Человек, которому в итоге достаются эти деньги, богатый и сладкоречивый юрист Лысевич, утверждает, будто Анна Акимовна — представитель «какого-то третьего пола». Он уговаривает ее войти в роль «женщины fin de siècle», которая, по его словам, «независима, умна, изящна, интеллигентна, смела и немножко развратна», которая обзаводится любовниками по числу дней в неделе, которая смеет «не прозябать, а смаковать жизнь». Вместо того чтобы раскрепостить Анну Акимовну, эти речи Лысевича лишь подтверждают ее страхи: полученное наследство уничтожило ее способность любить и быть любимой, она оказалась в незавидной роли служанки, внезапно сделавшейся хозяйкой. Как пишет Ольга Матич, в символистской мифологии «третий пол» «выступал одновременно в роли эстетизированного фетиша и единого пола, который восстанавливает целое и обеспечивает тело бессмертием после конца природы и истории»[273]
. Но Лысевич путается в понятиях и говорит, что если Анна Акимовна — существо третьего пола, тогда он — четвертого, и продолжает: «[И] мы уносимся вместе в область тончайших цветовых оттенков и там сливаемся в спектр»[274], тем самым вновь возвращаясь к двойственности и окончательно теряя нить мысли. Анна Акимовна решительно возражает на все его рассуждения: «Я хочу от любви мира моей душе, покоя, хочу подальше от мускуса и всех там спиритизмов и fin de siècle… одним словом, — смешалась она, — муж и дети»[275].Единственный момент подлинного сопереживания — между Анной и ее горничной Машей — изображен в самом конце рассказа. Машу отверг вальяжный лакей, в которого она влюблена, а Анна на исходе ночи, придя к себе в спальню, легла на кровать и «зарыдала от стыда и скуки», поняв, что «ей уже поздно мечтать о счастье, что все уже для нее погибло и вернуться к той жизни, когда она спала с матерью под одним одеялом, или выдумать какую-нибудь новую, особенную жизнь уже невозможно»[276]
. Несмотря на классовые различия, и Анна, и Маша испытывают одинаковый страх и отчаяние при мысли о том, что они всю жизнь так и проживут без мужа и семьи.Рыжая Маша стояла на коленях перед постелью и смотрела на нее печально, с недоумением, потом и сама заплакала и припала лицом к ее руке; и без слов было понятно, отчего ей так горько.
— Дуры мы с тобой, — говорила Анна Акимовна, плача и смеясь. — Дуры мы! Ах, какие мы дуры![277]
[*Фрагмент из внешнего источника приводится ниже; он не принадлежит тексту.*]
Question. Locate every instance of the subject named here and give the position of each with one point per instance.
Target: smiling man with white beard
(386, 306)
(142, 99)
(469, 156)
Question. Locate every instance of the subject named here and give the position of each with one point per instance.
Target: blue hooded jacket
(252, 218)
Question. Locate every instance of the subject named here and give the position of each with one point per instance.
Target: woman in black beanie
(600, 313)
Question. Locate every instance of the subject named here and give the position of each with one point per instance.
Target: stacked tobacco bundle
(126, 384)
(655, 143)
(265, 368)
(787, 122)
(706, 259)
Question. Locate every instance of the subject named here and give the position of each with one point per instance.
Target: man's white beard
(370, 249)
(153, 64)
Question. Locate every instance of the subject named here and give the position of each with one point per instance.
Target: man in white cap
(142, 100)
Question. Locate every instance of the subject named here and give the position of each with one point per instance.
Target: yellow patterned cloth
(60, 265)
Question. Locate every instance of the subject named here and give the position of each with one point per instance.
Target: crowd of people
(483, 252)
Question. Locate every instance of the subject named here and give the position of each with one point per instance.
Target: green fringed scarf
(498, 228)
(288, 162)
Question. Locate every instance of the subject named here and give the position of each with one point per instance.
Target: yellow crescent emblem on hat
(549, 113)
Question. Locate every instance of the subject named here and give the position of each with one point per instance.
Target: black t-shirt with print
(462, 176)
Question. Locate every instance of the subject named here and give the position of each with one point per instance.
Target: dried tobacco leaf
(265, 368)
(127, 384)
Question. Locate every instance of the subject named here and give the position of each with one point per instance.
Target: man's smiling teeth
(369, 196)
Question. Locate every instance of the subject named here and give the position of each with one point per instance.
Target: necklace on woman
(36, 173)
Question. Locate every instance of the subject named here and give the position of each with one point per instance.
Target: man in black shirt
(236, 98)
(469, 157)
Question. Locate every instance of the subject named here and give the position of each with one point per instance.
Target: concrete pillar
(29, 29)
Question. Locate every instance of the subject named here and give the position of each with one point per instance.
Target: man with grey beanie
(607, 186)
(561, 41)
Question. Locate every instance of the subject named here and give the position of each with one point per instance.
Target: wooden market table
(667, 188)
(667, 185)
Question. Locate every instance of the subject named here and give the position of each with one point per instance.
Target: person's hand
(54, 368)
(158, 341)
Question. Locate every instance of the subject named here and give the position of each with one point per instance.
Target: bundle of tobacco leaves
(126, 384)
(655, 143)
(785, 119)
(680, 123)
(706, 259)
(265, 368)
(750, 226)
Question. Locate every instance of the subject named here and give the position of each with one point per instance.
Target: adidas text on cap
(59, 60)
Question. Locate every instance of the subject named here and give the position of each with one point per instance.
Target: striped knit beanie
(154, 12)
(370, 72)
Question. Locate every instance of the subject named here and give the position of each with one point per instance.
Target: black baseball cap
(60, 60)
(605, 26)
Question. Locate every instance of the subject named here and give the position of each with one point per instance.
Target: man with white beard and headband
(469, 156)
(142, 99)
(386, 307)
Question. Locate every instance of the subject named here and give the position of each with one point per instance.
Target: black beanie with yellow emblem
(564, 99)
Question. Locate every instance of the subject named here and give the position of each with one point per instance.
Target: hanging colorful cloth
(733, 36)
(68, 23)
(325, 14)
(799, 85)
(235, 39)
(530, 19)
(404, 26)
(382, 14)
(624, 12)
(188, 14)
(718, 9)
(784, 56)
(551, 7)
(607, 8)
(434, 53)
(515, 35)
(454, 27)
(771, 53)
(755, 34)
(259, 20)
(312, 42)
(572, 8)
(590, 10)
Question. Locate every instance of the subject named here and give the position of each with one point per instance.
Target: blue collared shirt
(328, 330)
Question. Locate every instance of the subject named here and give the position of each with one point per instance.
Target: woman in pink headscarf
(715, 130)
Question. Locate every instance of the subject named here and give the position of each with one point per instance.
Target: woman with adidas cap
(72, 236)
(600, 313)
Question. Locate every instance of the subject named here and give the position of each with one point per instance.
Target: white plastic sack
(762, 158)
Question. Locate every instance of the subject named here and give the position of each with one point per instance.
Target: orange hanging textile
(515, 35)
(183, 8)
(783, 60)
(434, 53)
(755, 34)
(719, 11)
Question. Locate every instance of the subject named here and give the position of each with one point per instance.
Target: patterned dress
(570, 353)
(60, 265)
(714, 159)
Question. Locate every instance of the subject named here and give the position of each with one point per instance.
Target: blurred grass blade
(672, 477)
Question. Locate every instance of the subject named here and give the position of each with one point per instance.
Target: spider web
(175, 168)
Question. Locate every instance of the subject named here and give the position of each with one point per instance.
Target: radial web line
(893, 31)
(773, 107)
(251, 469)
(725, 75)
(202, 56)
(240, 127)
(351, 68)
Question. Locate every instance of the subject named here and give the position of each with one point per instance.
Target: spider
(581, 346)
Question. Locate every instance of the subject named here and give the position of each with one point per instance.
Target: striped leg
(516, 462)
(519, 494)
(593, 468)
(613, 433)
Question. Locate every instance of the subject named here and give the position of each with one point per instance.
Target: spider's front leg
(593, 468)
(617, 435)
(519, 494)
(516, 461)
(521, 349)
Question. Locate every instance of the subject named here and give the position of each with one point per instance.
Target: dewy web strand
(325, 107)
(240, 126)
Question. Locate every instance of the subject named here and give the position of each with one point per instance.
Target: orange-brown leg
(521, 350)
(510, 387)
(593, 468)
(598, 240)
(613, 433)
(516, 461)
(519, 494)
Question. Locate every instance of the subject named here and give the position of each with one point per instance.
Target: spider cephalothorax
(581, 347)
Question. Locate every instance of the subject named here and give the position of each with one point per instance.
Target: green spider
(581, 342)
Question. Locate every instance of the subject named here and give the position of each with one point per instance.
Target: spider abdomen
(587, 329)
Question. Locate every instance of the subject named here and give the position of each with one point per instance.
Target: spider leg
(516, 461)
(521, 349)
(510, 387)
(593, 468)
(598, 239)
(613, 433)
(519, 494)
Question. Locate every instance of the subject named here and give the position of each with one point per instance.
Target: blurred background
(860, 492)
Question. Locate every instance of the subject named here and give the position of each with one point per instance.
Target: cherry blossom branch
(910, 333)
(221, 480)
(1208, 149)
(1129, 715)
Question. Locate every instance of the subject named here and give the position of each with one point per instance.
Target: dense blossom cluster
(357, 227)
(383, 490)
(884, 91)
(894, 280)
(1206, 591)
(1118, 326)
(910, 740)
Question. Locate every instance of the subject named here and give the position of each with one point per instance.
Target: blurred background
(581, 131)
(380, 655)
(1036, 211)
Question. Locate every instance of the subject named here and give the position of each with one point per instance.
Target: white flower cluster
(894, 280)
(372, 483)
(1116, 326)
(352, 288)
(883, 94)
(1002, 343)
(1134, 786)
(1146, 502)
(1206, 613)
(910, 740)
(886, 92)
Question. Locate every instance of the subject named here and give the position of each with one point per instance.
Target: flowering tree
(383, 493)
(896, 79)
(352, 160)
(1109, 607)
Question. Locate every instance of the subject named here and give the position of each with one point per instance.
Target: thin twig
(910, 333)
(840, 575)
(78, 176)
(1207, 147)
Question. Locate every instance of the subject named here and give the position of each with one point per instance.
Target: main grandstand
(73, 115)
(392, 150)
Хотя любая человеческая близость — не говоря уж об идеальной женской дружбе или женском сообществе — здесь невозможна, Чехов все же показывает, пусть и мельком, что эти две женщины чутьем понимают друг друга. Маша вначале с недоумением смотрит на плачущую барыню, а потом открыто разделяет с ней чувства. Троекратное повторение слов «дуры мы» в конце рассказа служит своего рода заклинанием, которое уравнивает судьбы двух женщин, несмотря на различие в их социальном положении. Быть может, они сами и есть те две лошади, которые снились Анне Акимовне («Две лошади бегут, бегут»), когда Маша разбудила ее в праздничное утро, а Анна, проснувшись, сказала: «Теперь будем гадать» (что напоминает о гадании Наташи и Сони в «Войне и мире»). И в самом деле, одна странная деталь в этой заключительной сцене есть — замечание о том, что Машины «великолепные волосы сбились на одну сторону», — как будто намекает на лошадиную гриву[278]
. Если слова Лысевича о слиянии в спектр — просто пародия на символистскую метафизику, то здесь Чехов все же допускает существование связи между женщинами через их биологическую природу. Их жажда любви и близости с другим живым существом роднят и объединяют их со всеми незамужними молодыми женщинами, независимо от сословной принадлежности.